Düsseldorf Die Waffen der Frauen

Düsseldorf · Die Western-Serie "Godless" rückt weibliche Charaktere in den Vordergrund - zumindest ein bisschen.

 Die Witwen Mary Agnes McNue (Merritt Wever, l.) und Alice Fletcher (Michelle Dockery) müssen allein klarkommen.

Die Witwen Mary Agnes McNue (Merritt Wever, l.) und Alice Fletcher (Michelle Dockery) müssen allein klarkommen.

Foto: Netflix

Unter den zahllosen Männerdomänen dieser Welt ist der Westernfilm die größte. Eine weibliche Hauptrolle ist im klassischen Western schlicht nicht vorgesehen. Schauspielerinnen blieb vor allem die Wahl zwischen Jungfrau in Nöten und gewiefter Hure. Weibliche Anmut, Zartheit, Schönheit war stets sehr erwünscht, schon als Kontrast zu all dem Staub und Blut, aber in Sprechrollen schlug sich das kaum nieder. Entsprechend revolutionär ist das Setting von "Godless": Die Miniserie spielt im New Mexico der 1880er Jahre, kurz nach dem Tod des realen Revolverhelden Billy the Kid in dieser Gegend - und zwar in und um La Belle, einem Örtchen, das bei einem verheerenden Minenunglück fast alle männlichen Bewohner verlor.

Zu den Hauptpersonen gehören neben dem psychopathischen, einarmigen Bösewicht Frank Griffin (Jeff Daniels) sowie dessen Ziehsohn Roy Goode (Jack O'Connell), der sich gegen ihn gewendet hat, eben auch junge Witwen - die sich wiederum unterscheiden wie Tag und Nacht. Die spröde Mary Agnes McNue (Merritt Wever) etwa trägt Männerkleidung, entdeckt ihre Liebe zu einer Frau und übernimmt nicht nur den Job ihres Mannes, der Bürgermeister war. Sondern immer öfter auch den ihres Bruders, Sheriff Bill, der als zögerlich und trottelig gilt, als Sonderling und Feigling.

Umso femininer ist die schöne Alice Fletcher (Michelle Dockery, bekannt aus dem britischen Historiendrama "Downton Abbey"). Im Ort ist sie dennoch höchst unbeliebt, was vor allem am latenten Rassismus der feinen Damen liegt: Alice hat einen Sohn mit einem Paiute-Indianer, der ebenso auf ihrer entlegenen Farm lebt wie seine Oma, Alices Schwiegermutter. Die wiederum ist im Dorf als Hexe verschrien - doch wenn ein Kind krank wird, wird es trotzdem heimlich zu ihr gebracht. Solcherlei Doppelmoral entlarven die Macher von "Godless" mit Genuss.

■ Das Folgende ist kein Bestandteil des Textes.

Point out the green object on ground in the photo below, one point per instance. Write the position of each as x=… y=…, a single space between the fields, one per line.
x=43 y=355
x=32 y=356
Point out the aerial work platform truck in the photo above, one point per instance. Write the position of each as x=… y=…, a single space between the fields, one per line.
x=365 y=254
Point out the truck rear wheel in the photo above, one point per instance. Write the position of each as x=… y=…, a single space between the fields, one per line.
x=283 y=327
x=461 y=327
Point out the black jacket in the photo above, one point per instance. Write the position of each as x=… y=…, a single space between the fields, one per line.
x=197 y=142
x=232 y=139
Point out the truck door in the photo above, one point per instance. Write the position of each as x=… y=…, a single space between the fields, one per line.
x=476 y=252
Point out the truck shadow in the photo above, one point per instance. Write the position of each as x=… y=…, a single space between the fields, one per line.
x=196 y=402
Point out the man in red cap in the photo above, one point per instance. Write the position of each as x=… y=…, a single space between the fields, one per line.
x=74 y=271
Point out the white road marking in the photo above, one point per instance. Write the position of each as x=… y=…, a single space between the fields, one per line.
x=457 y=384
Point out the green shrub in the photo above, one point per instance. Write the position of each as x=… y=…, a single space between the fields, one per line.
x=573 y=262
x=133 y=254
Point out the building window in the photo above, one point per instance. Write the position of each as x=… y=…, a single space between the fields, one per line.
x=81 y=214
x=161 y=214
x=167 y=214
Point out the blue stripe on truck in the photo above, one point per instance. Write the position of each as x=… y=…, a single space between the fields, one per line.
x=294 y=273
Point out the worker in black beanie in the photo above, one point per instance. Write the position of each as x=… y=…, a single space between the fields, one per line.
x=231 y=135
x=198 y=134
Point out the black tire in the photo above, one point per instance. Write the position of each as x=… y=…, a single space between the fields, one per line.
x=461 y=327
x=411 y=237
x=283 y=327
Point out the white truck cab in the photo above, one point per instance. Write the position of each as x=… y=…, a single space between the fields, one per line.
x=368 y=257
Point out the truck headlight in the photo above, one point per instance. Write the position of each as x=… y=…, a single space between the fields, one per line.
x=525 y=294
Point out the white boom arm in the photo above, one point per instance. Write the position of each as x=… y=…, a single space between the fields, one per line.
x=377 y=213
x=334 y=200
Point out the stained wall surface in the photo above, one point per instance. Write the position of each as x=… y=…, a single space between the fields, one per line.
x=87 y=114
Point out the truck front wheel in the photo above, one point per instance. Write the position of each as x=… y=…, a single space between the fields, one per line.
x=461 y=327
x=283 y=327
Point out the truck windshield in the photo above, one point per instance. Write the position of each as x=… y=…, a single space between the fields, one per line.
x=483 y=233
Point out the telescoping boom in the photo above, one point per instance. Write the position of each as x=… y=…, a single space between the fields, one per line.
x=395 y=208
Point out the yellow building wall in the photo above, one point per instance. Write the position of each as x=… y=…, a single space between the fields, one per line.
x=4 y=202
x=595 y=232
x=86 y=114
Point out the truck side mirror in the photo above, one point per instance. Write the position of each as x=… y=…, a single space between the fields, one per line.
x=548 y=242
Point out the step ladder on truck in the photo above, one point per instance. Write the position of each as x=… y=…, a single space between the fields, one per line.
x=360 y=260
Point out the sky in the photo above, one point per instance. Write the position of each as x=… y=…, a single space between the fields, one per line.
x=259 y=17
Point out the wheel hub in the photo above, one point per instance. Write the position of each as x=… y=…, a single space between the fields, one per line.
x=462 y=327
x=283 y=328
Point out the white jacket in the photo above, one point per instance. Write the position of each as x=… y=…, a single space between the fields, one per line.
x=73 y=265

Die siebenstündige Miniserie lebt vom Kontrast: Gesprochen wird kurz und knackig, aber umso länger fangen die Breitbildkameras die Protagonisten beim Pferdezähmen und Reiten durch die Bilderbuchlandschaften ein, beim Lesenlernen und Jagen. Dazwischen entladen sich gewitterartig Gewaltausbrüche - doppelt überraschend, weil sie oft in Form von Rückblenden gezeigt werden. Diese sind aber klug gesetzt und deutlich als solche erkennbar.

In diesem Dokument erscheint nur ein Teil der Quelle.